Medicare spending for drugs with as-yet-unproven benefits is rising, a new study has found. Photo by nosheep/Pixabay
Dec. 3 (UPI) — Annual spending on drugs granted accelerated approval by the Food and Drug Administration increased significantly over the past half decade, a study published Friday by JAMA Health Forum found.
Under Medicare Part D, spending on the 66 medications with an accelerated approval indication as of the end of 2019 rose to $3.2 billion per year from $2.1 billion, the data showed.
For drugs covered under Medicare Part B, expenses rose to $5.9 billion from $2.7 billion over the same period.
This means that, collectively, Medicare spent $9.1 billion on drugs green-lighted through this FDA program, which are designed to treat serious or life-threatening conditions, even though their safety and effectiveness have not yet been completely evaluated, researchers said.
Spending on drugs with only accelerated approval indications, however, declined to $400 million from $700 million annually during the same five years.
The study covers the most recent five-year period for which spending figures are available.
“Medicare is spending more and more each year on drugs approved through the accelerated approval pathway, but most of that spending was on drugs that have other non-accelerated approval indications,” study co-author Dr.
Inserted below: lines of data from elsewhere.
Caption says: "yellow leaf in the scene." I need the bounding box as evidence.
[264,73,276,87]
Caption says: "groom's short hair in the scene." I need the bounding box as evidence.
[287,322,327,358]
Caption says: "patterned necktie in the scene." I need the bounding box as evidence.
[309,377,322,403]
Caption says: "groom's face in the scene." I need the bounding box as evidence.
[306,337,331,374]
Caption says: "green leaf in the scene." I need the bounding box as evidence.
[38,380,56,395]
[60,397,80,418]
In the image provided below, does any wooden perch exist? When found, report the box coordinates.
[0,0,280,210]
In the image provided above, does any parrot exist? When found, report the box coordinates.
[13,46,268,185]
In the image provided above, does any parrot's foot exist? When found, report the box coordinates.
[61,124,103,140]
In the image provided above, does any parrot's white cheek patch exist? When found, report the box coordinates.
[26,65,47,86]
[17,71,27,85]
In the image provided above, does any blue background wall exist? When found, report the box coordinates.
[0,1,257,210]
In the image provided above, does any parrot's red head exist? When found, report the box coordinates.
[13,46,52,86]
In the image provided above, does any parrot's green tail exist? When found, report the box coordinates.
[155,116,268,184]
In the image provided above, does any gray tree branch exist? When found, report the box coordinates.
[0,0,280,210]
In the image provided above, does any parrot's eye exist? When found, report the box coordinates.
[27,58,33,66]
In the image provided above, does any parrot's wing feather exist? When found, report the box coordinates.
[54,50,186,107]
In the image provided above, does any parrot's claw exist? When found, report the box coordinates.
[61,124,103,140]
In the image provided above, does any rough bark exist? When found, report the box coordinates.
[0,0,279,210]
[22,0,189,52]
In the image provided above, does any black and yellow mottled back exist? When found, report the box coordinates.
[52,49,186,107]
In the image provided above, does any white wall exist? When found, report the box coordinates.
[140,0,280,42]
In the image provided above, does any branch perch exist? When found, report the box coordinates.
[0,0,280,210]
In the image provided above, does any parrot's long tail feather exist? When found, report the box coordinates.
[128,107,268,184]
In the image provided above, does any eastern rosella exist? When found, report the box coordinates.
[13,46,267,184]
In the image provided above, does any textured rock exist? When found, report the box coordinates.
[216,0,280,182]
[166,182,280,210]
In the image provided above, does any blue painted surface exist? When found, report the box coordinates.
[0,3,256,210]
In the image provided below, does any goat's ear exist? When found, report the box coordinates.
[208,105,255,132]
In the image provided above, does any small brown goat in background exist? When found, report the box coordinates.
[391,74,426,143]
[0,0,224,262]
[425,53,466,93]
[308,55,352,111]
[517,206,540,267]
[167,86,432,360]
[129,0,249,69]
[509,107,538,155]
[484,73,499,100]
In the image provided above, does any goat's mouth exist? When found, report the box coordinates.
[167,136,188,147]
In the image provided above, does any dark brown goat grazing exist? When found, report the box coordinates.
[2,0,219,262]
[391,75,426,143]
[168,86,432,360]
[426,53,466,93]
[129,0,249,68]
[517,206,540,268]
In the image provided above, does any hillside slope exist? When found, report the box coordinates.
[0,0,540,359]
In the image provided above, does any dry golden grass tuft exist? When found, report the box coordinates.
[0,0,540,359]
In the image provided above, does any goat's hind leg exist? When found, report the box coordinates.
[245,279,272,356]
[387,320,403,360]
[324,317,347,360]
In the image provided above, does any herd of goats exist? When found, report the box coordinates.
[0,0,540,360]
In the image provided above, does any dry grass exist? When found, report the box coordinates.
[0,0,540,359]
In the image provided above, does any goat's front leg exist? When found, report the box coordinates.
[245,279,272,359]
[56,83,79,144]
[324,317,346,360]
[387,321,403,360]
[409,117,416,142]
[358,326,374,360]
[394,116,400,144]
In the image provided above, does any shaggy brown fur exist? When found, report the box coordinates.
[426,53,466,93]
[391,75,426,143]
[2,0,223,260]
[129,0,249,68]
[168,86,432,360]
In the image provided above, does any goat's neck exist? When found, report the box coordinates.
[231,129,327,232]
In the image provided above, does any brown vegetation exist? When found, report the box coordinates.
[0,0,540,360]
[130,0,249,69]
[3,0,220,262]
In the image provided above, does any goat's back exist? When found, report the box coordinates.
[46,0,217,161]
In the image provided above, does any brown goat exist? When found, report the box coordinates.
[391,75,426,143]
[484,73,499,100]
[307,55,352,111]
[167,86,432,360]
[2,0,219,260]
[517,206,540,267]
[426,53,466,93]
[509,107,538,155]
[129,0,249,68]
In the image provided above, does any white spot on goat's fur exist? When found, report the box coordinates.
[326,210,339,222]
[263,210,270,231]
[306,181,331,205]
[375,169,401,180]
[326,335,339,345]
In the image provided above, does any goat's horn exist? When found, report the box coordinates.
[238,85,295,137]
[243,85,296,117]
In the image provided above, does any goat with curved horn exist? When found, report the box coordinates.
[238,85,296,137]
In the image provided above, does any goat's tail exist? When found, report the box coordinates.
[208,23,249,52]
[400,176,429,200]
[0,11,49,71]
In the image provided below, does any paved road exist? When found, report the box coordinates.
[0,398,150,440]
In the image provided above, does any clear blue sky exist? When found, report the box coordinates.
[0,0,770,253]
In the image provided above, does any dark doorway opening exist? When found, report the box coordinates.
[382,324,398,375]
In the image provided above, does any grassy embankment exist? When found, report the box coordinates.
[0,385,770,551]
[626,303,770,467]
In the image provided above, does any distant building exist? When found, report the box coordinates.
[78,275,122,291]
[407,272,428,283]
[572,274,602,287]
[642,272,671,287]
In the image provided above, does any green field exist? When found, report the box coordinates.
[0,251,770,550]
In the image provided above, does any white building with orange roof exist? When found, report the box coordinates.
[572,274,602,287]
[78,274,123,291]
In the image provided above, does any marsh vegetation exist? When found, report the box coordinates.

Benjamin N. Rome told UPI in an email.
“This is important to keep in mind, since any policies aimed at lowering prices for accelerated approval drugs will need to consider how to handle these drugs,” said Rome, a general internist and health policy researcher at Harvard Medical School in Boston.
Under the accelerated approval program, the FDA clears drugs for use based on their ability to treat serious or life-threatening conditions in early clinical trials.
The clinical trial process continues following this initial approval, but the agency has historically had trouble changing the drugs’ indications — or permitted uses — or removing them from the market altogether, even if new data shows they offer no proven benefit, earlier studies suggest.
A separate analysis by Harvard researchers published in October found that Medicare spent nearly $600 million over a three-year period to pay for cancer care involving four drugs later found to provide no clinical benefit.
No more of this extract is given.